HTCondor Useful Commands

https://research.iac.es/sieinvens/siepedia/pmwiki.php?n=HOWTOs.CondorUsefulCommands

HTCondor has several dozens of commands, but in this section we will present just the most common ones (if you want to check the complete list, try the Command Reference page). Also remember that you can get further information running man condor_<cmd> in your shell or visiting the official Users' Manual.

Checking Pool Status

condor_status

  • List slots in HTCondor pool and their status: Owner (used by owner), Claimed (used by HTCondor), Unclaimed (available to be used by HTCondor), etc.

Useful options:

  • -avail: List those slots that are not busy and could run HTCondor jobs at this moment

  • -submitters: Show information about the current general status, like number of running, idle and held jobs (and submitters)

  • -run: List slots that are currently running jobs and show related information (owner of each job, machine where it was submitted from, etc.)

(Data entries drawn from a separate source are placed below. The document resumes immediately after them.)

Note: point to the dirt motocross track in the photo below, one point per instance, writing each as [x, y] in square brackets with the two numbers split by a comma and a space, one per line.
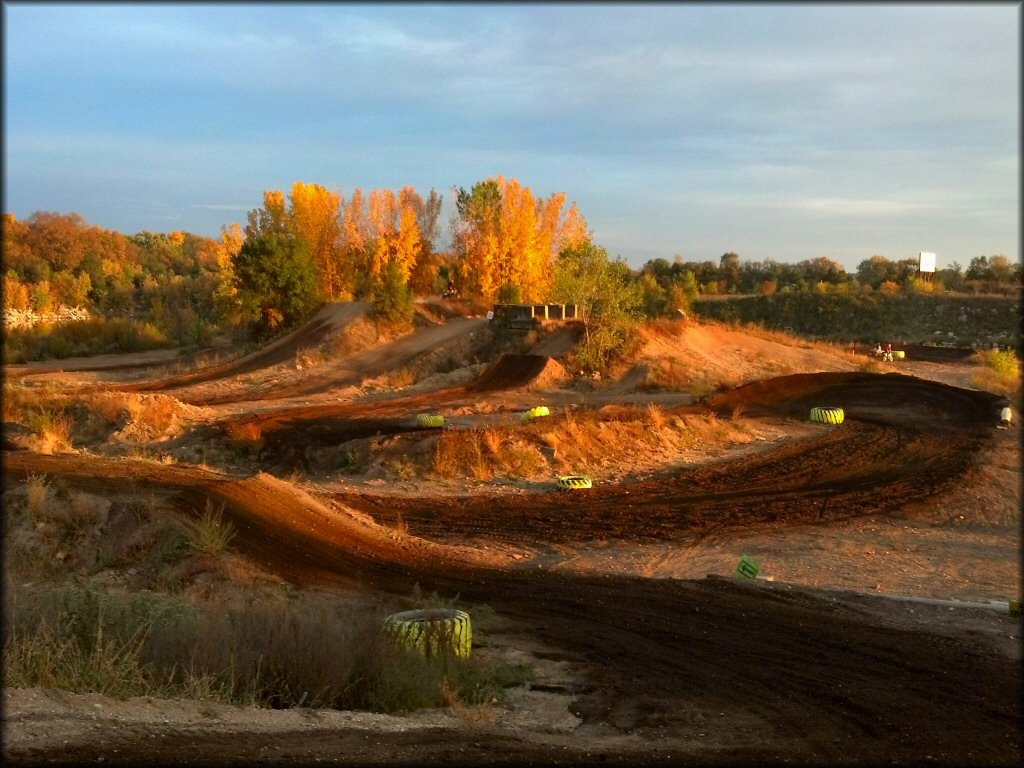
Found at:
[696, 671]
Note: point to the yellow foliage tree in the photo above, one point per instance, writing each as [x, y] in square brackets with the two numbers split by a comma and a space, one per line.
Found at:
[504, 237]
[313, 218]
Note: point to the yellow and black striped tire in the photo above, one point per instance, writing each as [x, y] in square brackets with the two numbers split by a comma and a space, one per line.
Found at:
[431, 632]
[537, 413]
[827, 415]
[572, 482]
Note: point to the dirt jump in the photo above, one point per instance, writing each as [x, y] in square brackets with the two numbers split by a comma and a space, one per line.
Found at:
[714, 670]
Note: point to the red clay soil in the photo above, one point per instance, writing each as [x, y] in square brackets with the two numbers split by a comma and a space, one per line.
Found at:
[326, 322]
[298, 427]
[791, 676]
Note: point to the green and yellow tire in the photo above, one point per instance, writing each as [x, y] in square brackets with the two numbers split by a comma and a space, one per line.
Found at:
[827, 415]
[570, 482]
[431, 631]
[537, 413]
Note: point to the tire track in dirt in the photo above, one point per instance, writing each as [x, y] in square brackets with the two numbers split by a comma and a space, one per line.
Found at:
[817, 680]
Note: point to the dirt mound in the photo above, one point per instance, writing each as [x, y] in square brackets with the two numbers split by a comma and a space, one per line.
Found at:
[716, 352]
[560, 341]
[327, 322]
[513, 371]
[712, 669]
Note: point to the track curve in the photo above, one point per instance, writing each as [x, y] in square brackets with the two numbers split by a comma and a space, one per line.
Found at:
[818, 682]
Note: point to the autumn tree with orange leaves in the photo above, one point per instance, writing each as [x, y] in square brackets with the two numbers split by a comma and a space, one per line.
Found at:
[505, 239]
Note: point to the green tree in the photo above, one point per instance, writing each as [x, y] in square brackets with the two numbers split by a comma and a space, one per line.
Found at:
[391, 297]
[608, 301]
[276, 281]
[876, 270]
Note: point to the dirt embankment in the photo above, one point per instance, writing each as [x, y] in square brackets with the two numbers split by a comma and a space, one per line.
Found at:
[709, 669]
[671, 669]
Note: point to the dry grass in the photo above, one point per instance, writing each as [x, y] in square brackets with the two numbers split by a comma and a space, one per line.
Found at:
[999, 372]
[210, 534]
[52, 428]
[243, 430]
[484, 454]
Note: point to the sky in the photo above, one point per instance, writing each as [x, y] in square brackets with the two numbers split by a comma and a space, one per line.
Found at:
[775, 131]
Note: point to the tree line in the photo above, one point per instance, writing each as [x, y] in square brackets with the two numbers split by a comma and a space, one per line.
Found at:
[313, 246]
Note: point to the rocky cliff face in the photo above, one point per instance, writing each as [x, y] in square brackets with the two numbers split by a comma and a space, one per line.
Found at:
[979, 322]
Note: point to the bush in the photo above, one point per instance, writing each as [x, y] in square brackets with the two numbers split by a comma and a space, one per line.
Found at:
[81, 339]
[392, 300]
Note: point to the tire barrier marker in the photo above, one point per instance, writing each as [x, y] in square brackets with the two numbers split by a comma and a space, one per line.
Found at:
[827, 415]
[431, 631]
[536, 413]
[748, 567]
[430, 420]
[567, 482]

  • -compact: Compact list, with one line per machine instead of per slot

  • -state -total: List a summary according to the state of each slot

  • -master: List machines, but just their names (status and slots are not shown)

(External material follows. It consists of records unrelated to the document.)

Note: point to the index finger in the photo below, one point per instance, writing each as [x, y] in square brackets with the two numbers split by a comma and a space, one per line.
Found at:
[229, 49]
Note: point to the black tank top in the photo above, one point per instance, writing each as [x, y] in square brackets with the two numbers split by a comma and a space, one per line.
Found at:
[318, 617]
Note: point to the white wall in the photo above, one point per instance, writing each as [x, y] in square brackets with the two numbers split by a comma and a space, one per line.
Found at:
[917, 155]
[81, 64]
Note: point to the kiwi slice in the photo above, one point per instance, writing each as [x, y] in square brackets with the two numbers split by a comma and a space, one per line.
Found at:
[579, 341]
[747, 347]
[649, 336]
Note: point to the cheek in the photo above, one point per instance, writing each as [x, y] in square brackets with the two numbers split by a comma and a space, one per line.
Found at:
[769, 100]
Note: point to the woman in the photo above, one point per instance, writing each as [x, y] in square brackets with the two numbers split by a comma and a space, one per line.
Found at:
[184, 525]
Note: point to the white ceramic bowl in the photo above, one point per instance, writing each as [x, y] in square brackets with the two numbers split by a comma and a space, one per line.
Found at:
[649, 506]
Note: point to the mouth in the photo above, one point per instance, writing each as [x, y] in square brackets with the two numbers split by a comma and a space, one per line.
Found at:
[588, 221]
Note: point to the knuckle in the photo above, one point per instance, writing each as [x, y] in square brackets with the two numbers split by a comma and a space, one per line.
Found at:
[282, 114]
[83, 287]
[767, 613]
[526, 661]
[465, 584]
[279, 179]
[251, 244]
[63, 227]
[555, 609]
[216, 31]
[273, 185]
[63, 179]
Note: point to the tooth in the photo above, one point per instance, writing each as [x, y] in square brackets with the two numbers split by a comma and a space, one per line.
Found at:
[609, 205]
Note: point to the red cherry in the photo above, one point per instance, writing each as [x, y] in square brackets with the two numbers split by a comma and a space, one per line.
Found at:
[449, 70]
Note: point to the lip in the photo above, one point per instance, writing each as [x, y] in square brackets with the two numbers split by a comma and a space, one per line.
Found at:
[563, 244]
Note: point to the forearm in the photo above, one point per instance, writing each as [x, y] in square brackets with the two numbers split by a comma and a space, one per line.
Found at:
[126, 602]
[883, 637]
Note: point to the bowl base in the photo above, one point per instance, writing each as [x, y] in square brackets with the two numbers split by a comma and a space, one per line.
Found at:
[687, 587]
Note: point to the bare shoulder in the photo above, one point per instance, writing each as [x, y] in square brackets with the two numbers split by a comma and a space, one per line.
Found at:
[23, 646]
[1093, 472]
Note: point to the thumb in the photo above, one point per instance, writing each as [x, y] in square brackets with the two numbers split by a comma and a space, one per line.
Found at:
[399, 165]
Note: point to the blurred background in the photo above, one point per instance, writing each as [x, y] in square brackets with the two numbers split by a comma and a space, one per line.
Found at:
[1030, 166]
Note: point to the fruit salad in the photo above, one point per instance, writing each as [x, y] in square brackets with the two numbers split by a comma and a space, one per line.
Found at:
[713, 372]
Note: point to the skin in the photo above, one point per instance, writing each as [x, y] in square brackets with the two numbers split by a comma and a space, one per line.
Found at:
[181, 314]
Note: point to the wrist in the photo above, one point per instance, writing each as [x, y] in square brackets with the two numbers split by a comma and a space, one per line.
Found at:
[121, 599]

  • -server: List attributes of slots, such as memory, disk, load, flops, etc.

  • -af <attr1> <attr2> <...>: List specific attributes of slots, using autoformat (new version, very powerful)

  • -format <fmt> <attr>: List attributes using the specified format (old version). For instance, next command will show the name of each slot and the disk space: condor_status -format "%s\t " Name -format "%d KB\n" Disk

  • -constraint <constraint>: Only Show slots that satisfy the constraint. I.e: condor_status -constraint 'Memory > 1536' will only show slots with more than 1.5GB of RAM per slot.

Submitting jobs

condor_submit <submit_file>

  • Submit jobs to the HTCondor queue according to the information specified insubmit_file. Visit the submit file page to see some examples of these files. There are also some FAQs related to the submit file.

Useful options:

  • -dry-run <dest_file> : this option parses the submit file and saves all the related info (name and locations of input and output files after expanding all variables, value of requirements, etc.) to <dest_file>, but jobs are not submitted. Using this option is highly recommended when debugging or before the actual submission if you have made some modifications in your submit file and you are not sure whether they will work.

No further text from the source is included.